Siding with Murderous Bank Robbers

        In the last film of the semester, we got to see a little bit of American history romanticized Hollywood style. In Arthur Penn's Bonnie & Clyde (1967) we got to see first hand how a movie director can make you believe anything they want you to, even side with murderous bank robbers.

        The story begins when Bonnie (Fay Dunaway) meets Clyde (Warren Beatty). He is trying to steal her mom's car. Bonnie is immediately drawn to him, and they run away from their lives of monotony and poverty. I do not really think they started off meaning to rob banks. I think more than anything they wanted to impress people, to be known for something and not die as nobodies. They are portrayed as regular people you can relate to, except for their movie star looks and clothes of course. Even when they are spattered with blood and covered in dirt they look more like Barbie and Ken rather than criminals on the run.

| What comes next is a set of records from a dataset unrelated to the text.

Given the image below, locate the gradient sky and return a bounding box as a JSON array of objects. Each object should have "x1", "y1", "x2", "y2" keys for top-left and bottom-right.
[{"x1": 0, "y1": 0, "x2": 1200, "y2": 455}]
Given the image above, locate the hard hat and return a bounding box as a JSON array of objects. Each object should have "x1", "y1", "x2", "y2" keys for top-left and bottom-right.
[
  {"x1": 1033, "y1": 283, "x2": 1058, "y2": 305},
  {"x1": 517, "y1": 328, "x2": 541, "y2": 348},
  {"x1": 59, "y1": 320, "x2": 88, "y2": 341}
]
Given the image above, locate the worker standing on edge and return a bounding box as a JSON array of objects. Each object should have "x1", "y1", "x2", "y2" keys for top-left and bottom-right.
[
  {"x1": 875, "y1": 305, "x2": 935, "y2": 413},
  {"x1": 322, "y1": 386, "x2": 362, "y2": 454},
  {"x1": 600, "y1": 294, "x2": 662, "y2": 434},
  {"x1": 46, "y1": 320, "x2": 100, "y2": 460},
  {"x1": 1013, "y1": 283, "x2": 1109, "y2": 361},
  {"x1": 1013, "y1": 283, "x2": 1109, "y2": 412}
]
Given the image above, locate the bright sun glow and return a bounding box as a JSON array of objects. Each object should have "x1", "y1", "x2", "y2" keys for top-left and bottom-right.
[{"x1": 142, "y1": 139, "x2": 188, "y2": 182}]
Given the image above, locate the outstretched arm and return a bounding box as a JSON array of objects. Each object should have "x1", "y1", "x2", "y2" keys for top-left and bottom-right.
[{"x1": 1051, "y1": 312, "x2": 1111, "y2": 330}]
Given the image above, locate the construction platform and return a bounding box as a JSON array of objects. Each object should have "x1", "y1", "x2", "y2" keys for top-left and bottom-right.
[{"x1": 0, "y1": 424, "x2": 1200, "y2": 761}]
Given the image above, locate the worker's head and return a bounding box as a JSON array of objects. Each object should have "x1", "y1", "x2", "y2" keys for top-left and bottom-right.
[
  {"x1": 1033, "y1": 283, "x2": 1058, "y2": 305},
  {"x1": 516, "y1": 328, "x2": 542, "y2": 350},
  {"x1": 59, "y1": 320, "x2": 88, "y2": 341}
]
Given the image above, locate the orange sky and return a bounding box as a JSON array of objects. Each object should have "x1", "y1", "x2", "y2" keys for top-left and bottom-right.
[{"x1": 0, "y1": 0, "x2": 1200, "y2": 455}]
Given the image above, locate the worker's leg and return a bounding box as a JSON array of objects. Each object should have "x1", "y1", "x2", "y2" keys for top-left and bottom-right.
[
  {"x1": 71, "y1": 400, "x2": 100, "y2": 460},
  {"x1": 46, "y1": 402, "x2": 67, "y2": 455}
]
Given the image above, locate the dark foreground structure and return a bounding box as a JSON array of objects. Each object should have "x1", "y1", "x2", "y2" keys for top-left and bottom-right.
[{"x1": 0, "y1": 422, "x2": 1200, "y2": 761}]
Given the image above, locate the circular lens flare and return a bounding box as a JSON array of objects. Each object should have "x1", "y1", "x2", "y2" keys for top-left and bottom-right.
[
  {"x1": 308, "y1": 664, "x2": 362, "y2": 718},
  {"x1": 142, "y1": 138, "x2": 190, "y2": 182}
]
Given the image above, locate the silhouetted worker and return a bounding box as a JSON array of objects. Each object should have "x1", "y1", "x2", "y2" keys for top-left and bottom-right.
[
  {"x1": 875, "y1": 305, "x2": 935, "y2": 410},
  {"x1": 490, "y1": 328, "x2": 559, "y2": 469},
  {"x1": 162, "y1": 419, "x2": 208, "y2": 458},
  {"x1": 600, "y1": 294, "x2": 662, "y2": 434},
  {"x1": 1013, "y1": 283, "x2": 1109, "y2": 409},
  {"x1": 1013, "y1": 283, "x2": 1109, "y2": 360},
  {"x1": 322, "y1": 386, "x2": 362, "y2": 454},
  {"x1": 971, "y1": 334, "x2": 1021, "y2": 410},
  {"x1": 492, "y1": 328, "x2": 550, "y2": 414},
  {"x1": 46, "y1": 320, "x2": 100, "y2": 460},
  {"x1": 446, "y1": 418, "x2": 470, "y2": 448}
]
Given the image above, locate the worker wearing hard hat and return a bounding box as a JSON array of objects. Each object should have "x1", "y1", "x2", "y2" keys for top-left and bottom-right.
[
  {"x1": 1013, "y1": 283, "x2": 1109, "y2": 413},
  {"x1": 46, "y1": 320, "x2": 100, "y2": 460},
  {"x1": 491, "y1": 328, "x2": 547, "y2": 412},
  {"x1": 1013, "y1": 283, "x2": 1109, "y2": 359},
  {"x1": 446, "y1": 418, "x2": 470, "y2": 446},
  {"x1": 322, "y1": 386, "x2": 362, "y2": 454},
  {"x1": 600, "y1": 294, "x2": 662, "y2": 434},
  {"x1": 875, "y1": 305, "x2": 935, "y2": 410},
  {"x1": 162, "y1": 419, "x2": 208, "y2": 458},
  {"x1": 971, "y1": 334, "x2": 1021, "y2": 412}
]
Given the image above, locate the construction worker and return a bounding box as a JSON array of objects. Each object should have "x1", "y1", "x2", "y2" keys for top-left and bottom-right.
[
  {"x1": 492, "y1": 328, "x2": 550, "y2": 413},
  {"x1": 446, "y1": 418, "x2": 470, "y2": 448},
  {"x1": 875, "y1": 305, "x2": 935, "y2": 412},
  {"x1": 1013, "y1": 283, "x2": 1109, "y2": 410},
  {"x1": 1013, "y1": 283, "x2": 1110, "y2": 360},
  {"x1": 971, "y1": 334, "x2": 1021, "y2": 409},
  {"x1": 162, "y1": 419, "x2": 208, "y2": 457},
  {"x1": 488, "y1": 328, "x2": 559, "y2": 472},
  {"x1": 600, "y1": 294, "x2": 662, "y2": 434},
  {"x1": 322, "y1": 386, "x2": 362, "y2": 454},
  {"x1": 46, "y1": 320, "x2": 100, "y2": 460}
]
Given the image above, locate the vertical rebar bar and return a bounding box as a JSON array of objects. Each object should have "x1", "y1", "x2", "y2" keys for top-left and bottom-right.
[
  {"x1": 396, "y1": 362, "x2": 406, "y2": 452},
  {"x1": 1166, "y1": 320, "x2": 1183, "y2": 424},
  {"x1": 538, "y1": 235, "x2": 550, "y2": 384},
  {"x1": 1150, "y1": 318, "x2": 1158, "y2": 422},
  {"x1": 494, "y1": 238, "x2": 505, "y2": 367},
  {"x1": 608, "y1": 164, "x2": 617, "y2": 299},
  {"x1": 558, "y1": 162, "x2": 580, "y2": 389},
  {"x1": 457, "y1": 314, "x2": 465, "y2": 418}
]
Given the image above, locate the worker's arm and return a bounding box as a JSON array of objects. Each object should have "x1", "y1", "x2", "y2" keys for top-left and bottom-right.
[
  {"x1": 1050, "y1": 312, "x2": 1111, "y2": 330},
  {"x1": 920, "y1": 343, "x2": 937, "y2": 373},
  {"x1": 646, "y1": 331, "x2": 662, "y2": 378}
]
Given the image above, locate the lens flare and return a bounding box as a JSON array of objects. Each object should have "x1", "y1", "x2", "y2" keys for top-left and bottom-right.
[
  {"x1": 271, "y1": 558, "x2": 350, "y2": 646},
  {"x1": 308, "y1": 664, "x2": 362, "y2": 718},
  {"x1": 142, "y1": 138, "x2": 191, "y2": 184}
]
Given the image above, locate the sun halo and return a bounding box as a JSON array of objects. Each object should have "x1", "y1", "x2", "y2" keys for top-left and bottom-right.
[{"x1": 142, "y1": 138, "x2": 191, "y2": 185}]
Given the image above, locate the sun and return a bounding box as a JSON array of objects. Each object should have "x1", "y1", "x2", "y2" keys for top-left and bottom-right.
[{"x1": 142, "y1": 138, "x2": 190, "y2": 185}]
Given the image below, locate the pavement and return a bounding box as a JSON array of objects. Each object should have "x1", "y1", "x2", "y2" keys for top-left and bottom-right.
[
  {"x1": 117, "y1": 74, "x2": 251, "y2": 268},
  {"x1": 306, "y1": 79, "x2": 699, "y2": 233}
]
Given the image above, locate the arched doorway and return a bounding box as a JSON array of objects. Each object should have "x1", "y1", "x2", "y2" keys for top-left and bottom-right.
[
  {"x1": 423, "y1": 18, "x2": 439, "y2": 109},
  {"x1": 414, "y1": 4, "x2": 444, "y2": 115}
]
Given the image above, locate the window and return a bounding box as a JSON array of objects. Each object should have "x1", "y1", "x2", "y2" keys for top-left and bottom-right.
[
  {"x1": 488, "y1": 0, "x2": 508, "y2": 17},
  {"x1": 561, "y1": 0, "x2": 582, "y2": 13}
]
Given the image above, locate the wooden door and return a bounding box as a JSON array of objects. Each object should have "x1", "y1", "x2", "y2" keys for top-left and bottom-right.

        The saddest thing about the movie is that they knew their fate all along. They knew their fun and their lives would eventually have to end, and they would never get a chance to settle down and be left alone. But maybe even that was better than being young and rebellious during the depression. It was better than going back to prison or working as a waitress.

        The villain in this film was not the criminals, but rather the police, and the banks that foreclosed on honest people's property. It reminded me a little of the movie The Devil's Rejects, directed in 2003 by Rob Zombie. This movie is a lot more sick and twisted but has the same idea. Even though the characters are horrible killers with no conscience whatsoever, they are still a family who love each other. At the end, they drive into a police ambush where their lives end Bonnie and Clyde style, but not before they take out as many police as they can. I believe this ending was an homage to Bonnie and Clyde.